There are some ingredients that are pretty common. Just because they’re commonly used, does not make them unimportant. If anything, they are the most important when it comes to food. Without common ingredients like flour or oil, it’s going to be quite limiting. By the same token, very rare ingredients are not necessarily the most important. Sure, a hint of truffle (or more likely truffle oil) gives food a different and somewhat unusual flavour. However, you could probably get by, without ever having any truffle in your food. It’s all about mixing ingredients, whether common or rare into that perfect mix.

Data comes in many forms. Just like food, you’ll have your rare (or truffle!) datasets, many of which might be alternative data. You would expect that any alpha in these alternative datasets to be more long lasting. By contrast, with common data, which are used more commonly, we might expect that they give us more beta than alpha. After all, if it’s common data, more market participants will use it, and there’s a higher chance that any alpha has already been harvested.
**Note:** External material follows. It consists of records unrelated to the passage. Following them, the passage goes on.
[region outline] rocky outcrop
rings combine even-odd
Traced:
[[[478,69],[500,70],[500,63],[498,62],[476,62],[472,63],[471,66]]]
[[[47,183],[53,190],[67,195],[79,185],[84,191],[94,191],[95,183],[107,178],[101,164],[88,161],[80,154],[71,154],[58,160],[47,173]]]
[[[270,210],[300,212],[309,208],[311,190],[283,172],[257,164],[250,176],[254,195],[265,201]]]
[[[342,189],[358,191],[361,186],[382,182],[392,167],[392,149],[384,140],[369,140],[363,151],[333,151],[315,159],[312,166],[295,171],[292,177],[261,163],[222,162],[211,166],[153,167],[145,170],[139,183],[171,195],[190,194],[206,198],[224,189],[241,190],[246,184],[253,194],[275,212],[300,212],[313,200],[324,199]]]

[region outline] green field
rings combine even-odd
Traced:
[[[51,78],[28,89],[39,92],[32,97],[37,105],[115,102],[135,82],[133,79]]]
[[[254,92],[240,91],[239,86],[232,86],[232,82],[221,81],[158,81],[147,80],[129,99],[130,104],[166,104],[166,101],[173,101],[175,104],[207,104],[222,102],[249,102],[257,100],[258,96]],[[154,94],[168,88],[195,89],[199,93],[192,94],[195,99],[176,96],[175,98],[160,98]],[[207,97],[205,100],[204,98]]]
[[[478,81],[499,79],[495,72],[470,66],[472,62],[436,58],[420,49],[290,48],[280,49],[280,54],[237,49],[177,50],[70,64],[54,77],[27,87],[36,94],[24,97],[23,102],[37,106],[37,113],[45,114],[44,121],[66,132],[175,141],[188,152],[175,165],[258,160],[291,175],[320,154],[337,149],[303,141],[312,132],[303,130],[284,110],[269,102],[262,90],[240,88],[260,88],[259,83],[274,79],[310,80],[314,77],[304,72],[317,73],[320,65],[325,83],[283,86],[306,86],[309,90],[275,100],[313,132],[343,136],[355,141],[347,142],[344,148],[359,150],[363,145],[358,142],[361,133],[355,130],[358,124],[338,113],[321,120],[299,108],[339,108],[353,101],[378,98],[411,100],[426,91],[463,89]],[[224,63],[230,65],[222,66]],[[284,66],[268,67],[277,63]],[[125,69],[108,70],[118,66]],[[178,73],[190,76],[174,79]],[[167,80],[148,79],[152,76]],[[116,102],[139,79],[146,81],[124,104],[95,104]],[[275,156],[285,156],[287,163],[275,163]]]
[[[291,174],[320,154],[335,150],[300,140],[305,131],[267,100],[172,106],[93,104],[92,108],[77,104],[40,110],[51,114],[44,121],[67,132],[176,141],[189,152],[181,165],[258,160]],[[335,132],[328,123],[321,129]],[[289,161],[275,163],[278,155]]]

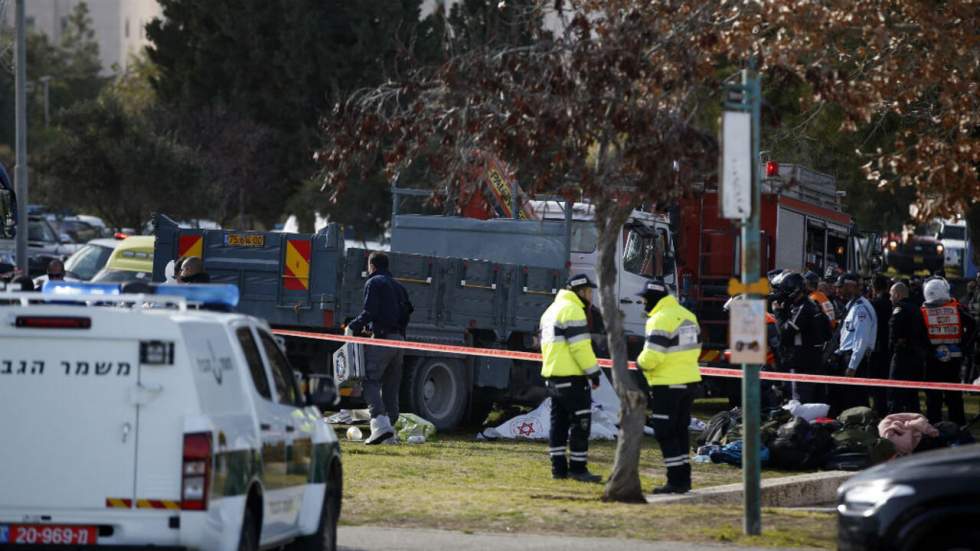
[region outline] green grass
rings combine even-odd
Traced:
[[[968,395],[965,401],[967,416],[976,415],[980,397]],[[693,413],[707,421],[726,409],[727,400],[703,399],[695,402]],[[980,423],[973,429],[980,438]],[[764,509],[763,535],[746,537],[737,506],[603,503],[601,485],[551,479],[545,443],[477,442],[472,439],[477,430],[439,435],[421,445],[342,445],[342,522],[776,547],[832,548],[836,542],[836,521],[829,513]],[[591,470],[608,475],[614,453],[615,443],[593,442]],[[742,471],[728,465],[696,464],[693,469],[695,488],[742,479]],[[652,438],[644,439],[640,473],[644,489],[664,482],[662,457]],[[764,478],[790,474],[762,473]]]
[[[766,510],[764,534],[742,535],[741,507],[625,505],[600,501],[602,486],[551,479],[547,444],[477,442],[472,434],[421,445],[342,445],[342,522],[463,532],[560,533],[644,540],[833,547],[831,514]],[[593,442],[590,468],[608,475],[613,442]],[[696,488],[741,481],[728,465],[693,465]],[[644,440],[643,487],[664,482],[660,451]],[[764,471],[764,477],[787,473]]]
Does this mean we should prefer to use alternative datasets instead of more commoditised and common datasets? Not really. Just because a dataset is commonly used, it doesn’t mean it can’t give you insights. It’s just that other folks in the market are likely to gain similar insights! If you ignore these datasets, you might end up getting blind spots, which most others in the market can see.

Furthermore, as Alexander Denev and I discussed in The Book of Alternative Data we very often want to combine together datasets together in a model. These can be a mix of alternative data and more common datasets, such as price data. It might be the case that any one dataset or factor might not given us a lot of power. Indeed, this approach of mixing datasets is the approach that Alexander Denev and I have taken in our new venture, Turnleaf Analytics, for forecasting inflation.


Alternative data can help us when it comes to modelling financial markets. It can give us insights which are less likely to have been harvested by other market participants. However, importantly, we should combine alternative datasets with existing datasets. We can combine together many signals from different datasets, which may in isolation be weak, but on aggregate can be strong.